Most retailers – from grocery stores to big-box superstores – depend on UPC barcodes to track items in their stores, reduce human error and speed the transaction process with customers. “UPC” stands for Universal Product Code and is a 1D (linear) code with the typical ‘picket fence’ style most people are familiar with. This type of barcode is commonly used in the United States, Canada, the United Kingdom, Australia and other countries. The most common form, the UPC-A, consists of 12 numerical digits, which are uniquely assigned to each trade item.
History of the UPC
The beginnings of the UPC barcode kicked off in 1932 when Harvard business student Wallace Flint wrote about a punched card system in his master’s thesis, where each card represented a product in the store. Unfortunately, it did not catch on.
Later in 1970, a group of grocery industry trade associations formed the Uniform Grocery Product Code Council to define the numerical format of the Uniform Product Code. Technology firms, including names you might recognize like IBM and RCA, proposed alternative symbol representations to the council, many of whom had been working on the barcode technology for decades. In the end, the council chose a slightly modified version of the IBM proposal, developed by IBM’s George Laurer, giving it the name we use today. Laurer is now considered the inventor of the UPC.

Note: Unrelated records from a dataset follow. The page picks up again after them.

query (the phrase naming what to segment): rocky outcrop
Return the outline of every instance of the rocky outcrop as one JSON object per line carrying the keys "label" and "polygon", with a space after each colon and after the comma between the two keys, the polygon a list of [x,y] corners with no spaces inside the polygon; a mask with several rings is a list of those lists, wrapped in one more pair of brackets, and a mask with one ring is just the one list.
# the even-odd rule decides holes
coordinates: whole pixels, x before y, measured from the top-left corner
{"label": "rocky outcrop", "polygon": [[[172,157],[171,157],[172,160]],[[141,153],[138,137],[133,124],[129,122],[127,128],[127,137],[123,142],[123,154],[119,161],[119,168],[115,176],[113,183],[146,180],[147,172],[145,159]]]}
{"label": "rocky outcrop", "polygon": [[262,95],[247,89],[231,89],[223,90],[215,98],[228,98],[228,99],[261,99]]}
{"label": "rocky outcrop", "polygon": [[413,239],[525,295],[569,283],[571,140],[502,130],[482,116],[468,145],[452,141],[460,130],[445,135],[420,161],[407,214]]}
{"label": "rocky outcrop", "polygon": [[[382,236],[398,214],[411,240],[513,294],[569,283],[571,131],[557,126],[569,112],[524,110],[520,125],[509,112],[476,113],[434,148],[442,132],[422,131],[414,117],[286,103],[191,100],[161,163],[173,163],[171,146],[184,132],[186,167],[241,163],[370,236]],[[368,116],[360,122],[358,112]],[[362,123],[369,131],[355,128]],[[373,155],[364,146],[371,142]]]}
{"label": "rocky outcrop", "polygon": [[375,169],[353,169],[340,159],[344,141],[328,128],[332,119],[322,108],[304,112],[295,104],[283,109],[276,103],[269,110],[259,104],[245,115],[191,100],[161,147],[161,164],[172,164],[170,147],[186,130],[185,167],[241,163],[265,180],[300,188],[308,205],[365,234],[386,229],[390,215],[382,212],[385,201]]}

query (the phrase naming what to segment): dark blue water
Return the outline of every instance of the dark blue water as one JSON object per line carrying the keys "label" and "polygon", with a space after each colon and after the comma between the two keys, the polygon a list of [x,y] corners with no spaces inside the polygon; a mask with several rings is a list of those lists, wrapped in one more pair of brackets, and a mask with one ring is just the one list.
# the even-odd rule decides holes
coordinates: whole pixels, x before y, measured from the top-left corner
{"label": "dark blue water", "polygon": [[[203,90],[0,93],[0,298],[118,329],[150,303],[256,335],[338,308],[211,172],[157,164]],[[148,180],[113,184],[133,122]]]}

Pop quiz: The first UPC-marked item ever scanned at a retail checkout was a 10-pack of Wrigley’s Juicy Fruit in 1974 at a supermarket in Troy, Ohio. The pack of gum is now on display at the Smithsonian Institution’s National Museum of American History in Washington, D.C.
Creative Uses for the Barcode
Today, FedEx is one of the world’s largest users of the barcode. Yet over the years, there have been many creative uses for the barcode, including the following:
They are also used to keep track of rental cars, airline luggage and even nuclear waste. Barcoded tickets allow attendees to enter sporting events, movie theaters, fairgrounds and public transportation.
Based on enthusiastic adoption around the world, barcodes such as the UPC have become a universal element of the modern world. While other systems have entered the automatic identification and data capture (AIDC) market, the simplicity, universality and low cost of barcodes have remained a standard in the retail industry over 40 years after the introduction of the first commercial barcode. They have also paved the way for related technologies including RFID and QR codes.